Het objectief is voorzien van een anti-reflectie coating.

Natuurlijk heeft de Olympus Trip zijn beperkingen, de camera is niet geschikt voor situaties met weinig licht, de mogelijkheden om de belichting te beïnvloeden zijn beperkt en de scherpstelmogelijkheden zijn beperkt. Maar in de meeste gevallen kan je er prima mee fotograferen.
Ik heb de Trip, met kleurenfilm, een paar keer meegenomen als tweede camera naast 6x6 zwart-wit en dat is mij heel goed bevallen. Sommige onderwerpen doen het nu eenmaal beter in kleur. Veel ruimte neemt de camera niet in en je kan er lekker vlot mee fotograferen.
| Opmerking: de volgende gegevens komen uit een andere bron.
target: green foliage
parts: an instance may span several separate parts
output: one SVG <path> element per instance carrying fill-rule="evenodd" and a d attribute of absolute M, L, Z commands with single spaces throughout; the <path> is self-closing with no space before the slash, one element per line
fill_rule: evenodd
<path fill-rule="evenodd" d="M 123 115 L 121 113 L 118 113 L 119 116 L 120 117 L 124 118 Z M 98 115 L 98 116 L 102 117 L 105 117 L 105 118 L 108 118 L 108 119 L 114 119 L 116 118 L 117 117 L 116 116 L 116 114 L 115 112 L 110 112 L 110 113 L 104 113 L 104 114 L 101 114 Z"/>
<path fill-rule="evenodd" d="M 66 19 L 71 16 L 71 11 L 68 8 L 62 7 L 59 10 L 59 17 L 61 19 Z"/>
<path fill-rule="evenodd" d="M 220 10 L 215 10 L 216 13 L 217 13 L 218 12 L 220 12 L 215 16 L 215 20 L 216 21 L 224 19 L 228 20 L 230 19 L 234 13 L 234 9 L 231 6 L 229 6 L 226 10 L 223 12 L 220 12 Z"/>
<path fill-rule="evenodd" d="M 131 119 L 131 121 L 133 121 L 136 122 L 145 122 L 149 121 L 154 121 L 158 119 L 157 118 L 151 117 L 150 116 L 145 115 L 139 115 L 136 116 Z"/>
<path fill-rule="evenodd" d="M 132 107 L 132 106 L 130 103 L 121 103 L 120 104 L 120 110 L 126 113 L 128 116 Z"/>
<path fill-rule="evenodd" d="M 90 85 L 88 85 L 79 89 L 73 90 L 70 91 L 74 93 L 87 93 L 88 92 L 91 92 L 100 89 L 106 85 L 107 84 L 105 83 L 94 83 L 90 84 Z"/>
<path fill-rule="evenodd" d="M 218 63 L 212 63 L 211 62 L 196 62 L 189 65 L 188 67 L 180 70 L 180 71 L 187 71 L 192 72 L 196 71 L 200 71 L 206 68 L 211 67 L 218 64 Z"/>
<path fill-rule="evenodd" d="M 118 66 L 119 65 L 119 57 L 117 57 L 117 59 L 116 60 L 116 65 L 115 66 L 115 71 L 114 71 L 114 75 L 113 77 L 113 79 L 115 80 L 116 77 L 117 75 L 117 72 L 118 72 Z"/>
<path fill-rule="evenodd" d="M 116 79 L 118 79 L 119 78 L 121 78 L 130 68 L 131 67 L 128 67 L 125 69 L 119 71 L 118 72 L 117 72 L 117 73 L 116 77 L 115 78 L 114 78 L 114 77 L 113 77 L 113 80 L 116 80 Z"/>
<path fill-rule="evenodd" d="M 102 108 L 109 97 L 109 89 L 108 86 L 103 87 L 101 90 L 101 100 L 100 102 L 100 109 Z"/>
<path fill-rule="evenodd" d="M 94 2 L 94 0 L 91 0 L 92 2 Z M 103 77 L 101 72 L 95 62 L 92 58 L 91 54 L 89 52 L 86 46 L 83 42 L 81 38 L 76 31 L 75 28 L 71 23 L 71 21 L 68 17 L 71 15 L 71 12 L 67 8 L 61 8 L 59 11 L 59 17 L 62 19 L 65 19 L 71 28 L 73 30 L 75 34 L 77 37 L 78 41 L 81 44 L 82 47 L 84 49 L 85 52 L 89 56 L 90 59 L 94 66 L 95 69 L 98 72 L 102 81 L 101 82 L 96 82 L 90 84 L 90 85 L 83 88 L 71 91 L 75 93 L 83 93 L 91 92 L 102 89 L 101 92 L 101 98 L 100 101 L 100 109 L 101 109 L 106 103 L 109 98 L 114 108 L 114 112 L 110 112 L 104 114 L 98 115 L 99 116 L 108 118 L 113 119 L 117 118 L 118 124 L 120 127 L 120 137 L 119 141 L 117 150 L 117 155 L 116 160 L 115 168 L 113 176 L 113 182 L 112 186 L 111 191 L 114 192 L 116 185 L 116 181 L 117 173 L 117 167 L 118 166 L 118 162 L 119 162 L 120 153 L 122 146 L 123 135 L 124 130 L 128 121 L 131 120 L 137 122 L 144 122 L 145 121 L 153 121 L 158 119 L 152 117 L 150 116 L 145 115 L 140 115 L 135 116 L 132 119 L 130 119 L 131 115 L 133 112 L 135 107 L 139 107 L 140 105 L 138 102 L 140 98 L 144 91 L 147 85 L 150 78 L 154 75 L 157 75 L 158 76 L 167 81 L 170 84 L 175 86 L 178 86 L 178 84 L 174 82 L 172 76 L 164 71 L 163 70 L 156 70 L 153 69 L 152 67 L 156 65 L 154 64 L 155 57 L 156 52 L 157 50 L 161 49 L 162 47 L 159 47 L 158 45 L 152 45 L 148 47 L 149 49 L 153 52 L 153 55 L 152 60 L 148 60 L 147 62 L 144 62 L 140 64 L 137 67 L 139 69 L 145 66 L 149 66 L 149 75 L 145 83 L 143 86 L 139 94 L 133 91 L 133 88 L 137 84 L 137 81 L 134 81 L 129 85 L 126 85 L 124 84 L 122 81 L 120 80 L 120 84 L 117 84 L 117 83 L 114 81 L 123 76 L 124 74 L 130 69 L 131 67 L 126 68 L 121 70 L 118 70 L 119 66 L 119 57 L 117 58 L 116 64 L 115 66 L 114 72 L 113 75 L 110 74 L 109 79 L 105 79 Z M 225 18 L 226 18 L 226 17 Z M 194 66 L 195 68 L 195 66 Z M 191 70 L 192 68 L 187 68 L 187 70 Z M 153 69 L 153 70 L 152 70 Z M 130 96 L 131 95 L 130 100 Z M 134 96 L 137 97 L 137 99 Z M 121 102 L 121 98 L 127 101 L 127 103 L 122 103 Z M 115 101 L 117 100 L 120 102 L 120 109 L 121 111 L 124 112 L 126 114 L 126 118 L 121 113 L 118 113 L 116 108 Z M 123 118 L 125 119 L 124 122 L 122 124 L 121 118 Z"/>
Het leuke aan de Olympus Trip is dat, door het grote aantal geproduceerde camera's, het niet zo moeilijk is een goed werkend exemplaar te vinden. Bij voorkeur met lensdop en origineel tasje. De kans dat de lichtmeter dan nog werkt is het grootst. Bij een oudere lichtmeter kan het nodig zijn om de ISO-waarde aan te passen omdat de selenium-cel wat achteruit gegaan is.
Een Trip die in de A-stand en met afgedekte lens geen rode vlag toont bij het ontspannen is defect. Dan kan je beter op zoek naar een ander exemplaar. Er zijn er nog genoeg te vinden.



* Olympus zelf claimt een aantal van meer dan 10 miljoen verkochte exemplaren maar dan hebben ze het ook over een periode van 20 jaar. Waarschijnlijk tellen ze dan de latere modellen met auto-focus ook mee. Kwestie van creatief boekhouden.